Наши соотечественники не раз доказывали, что они готовы на все ради своей веры и убеждений, ради идеи, страстных увлечений. Они могли дойти до последней черты, до пропасти, а то и сигануть в нее вниз головой. В такие минуты наш человек готов отречься от всего: семьи, обычаев, Бога, сжечь все мосты. Русские нередко бросались от фанатичной веры к безбожию, от покорности к бунту, от созидания к разрушению, от пассивности к героизму. Иван Грозный после зверских убийств каялся и молился.

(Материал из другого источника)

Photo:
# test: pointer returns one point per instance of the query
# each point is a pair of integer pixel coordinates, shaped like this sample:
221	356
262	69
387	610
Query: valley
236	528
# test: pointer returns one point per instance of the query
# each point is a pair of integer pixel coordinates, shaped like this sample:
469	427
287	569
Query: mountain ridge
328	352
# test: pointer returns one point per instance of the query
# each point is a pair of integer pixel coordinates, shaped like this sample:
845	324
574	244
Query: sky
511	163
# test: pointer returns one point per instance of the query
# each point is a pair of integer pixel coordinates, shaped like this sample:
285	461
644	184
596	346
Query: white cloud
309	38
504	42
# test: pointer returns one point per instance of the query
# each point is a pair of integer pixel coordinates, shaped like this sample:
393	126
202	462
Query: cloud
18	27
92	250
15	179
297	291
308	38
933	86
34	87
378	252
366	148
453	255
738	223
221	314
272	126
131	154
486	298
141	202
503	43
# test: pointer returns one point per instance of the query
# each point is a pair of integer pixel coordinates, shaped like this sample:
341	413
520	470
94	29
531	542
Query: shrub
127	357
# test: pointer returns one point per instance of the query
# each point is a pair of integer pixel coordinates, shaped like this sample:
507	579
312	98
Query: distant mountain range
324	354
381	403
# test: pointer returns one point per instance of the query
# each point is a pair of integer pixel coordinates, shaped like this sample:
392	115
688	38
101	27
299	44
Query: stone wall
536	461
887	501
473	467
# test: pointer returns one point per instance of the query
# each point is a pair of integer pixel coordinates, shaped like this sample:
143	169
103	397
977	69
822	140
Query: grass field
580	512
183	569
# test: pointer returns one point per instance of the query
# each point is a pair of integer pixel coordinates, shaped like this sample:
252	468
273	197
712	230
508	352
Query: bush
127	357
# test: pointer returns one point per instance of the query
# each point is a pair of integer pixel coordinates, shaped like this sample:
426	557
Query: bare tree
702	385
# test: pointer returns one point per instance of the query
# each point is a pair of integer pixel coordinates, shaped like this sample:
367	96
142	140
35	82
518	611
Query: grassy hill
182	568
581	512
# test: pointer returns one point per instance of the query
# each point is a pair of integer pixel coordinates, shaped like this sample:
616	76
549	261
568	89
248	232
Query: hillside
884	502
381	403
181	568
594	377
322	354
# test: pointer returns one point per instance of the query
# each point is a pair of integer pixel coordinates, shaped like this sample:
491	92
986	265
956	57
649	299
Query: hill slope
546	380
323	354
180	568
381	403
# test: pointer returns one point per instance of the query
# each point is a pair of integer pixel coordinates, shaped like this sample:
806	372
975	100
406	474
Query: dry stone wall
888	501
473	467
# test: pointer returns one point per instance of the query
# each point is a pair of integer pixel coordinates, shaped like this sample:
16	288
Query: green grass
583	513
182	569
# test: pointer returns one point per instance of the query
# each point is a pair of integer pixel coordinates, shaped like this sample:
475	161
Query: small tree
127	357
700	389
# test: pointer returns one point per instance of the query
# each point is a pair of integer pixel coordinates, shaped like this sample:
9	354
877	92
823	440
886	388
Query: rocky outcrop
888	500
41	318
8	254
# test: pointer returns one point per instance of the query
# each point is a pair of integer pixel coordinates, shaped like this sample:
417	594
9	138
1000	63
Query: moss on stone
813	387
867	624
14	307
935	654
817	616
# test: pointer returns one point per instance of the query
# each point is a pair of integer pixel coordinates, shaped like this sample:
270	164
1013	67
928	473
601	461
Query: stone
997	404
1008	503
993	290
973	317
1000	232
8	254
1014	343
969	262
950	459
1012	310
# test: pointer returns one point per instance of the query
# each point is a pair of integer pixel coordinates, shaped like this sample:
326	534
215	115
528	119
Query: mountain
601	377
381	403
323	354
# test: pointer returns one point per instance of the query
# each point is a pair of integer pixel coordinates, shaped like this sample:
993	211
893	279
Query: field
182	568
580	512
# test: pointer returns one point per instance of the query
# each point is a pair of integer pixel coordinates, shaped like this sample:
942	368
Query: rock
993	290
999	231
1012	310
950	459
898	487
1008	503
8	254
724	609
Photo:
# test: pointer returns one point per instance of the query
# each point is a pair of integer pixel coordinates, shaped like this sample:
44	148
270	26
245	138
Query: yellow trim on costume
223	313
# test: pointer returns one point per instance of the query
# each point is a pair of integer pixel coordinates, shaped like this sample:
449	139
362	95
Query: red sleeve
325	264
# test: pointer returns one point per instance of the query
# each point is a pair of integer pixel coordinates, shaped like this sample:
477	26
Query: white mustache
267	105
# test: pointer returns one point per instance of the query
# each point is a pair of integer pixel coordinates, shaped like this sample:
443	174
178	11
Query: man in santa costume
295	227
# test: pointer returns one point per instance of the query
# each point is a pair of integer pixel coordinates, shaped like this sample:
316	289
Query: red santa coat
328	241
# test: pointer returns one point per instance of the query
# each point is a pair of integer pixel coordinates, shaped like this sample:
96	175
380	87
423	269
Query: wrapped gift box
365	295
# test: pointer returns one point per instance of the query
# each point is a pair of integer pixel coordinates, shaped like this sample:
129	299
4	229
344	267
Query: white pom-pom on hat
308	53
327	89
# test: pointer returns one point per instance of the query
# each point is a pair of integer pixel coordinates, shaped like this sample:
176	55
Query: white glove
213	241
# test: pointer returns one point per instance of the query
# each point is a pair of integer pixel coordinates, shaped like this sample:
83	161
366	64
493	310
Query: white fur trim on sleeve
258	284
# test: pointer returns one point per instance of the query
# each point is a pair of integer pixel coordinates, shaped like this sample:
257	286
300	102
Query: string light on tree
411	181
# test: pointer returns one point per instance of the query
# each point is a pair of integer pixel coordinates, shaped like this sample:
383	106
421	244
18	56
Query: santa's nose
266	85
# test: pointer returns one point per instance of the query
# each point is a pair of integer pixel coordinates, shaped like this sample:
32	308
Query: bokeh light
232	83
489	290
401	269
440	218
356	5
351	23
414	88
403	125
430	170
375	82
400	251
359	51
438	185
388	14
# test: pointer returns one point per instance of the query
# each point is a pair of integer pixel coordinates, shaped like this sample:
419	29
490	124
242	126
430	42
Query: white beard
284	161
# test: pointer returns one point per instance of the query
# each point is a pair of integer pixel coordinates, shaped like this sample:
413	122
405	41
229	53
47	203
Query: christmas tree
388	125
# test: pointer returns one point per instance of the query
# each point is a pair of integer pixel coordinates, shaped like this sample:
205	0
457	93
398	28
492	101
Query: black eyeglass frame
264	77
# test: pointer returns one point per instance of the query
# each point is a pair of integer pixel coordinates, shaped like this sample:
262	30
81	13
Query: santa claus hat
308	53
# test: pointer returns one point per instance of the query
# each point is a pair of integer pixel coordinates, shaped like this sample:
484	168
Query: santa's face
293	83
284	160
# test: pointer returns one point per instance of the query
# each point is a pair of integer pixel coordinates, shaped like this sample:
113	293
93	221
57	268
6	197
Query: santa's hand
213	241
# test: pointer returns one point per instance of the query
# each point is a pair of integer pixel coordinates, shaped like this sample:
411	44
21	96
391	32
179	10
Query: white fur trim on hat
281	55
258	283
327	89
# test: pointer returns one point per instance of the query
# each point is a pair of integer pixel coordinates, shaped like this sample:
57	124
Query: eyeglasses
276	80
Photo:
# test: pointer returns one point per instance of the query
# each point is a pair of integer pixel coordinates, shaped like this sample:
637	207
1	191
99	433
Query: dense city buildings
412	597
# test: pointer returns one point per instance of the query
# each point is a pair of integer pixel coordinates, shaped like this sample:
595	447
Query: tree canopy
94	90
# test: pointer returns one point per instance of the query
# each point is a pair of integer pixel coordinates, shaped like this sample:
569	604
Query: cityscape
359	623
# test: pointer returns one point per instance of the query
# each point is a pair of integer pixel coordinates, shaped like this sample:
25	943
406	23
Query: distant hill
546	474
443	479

В рассказе Шукшина к племяннику, выбранному председателем колхоза, приходит дядя. Гость, который прошел через две войны и многое в жизни повидал, учит племянника понимать односельчан: «Вся беда, что мужик наш середки в жизни не знает. Вот я был в Германии… Немец… живет всю жизнь посередке. Он не напьется, хотя и выпьет… До края он никогда не дойдет. И работать по-нашенски… не будет: с такого-то часа и до такого-то, все». А у нас один «семь болтов подвернет», да и то через день. Потому что у него свое увлечение: он пропадает на реке, рыбачит. А другой до того вкалывает, что приедет с пашни – «ни глаз, ни рожи не видать, весь черный». Эти люди, неистовые в своих увлечениях и стойкие, «всю войну на себе держали».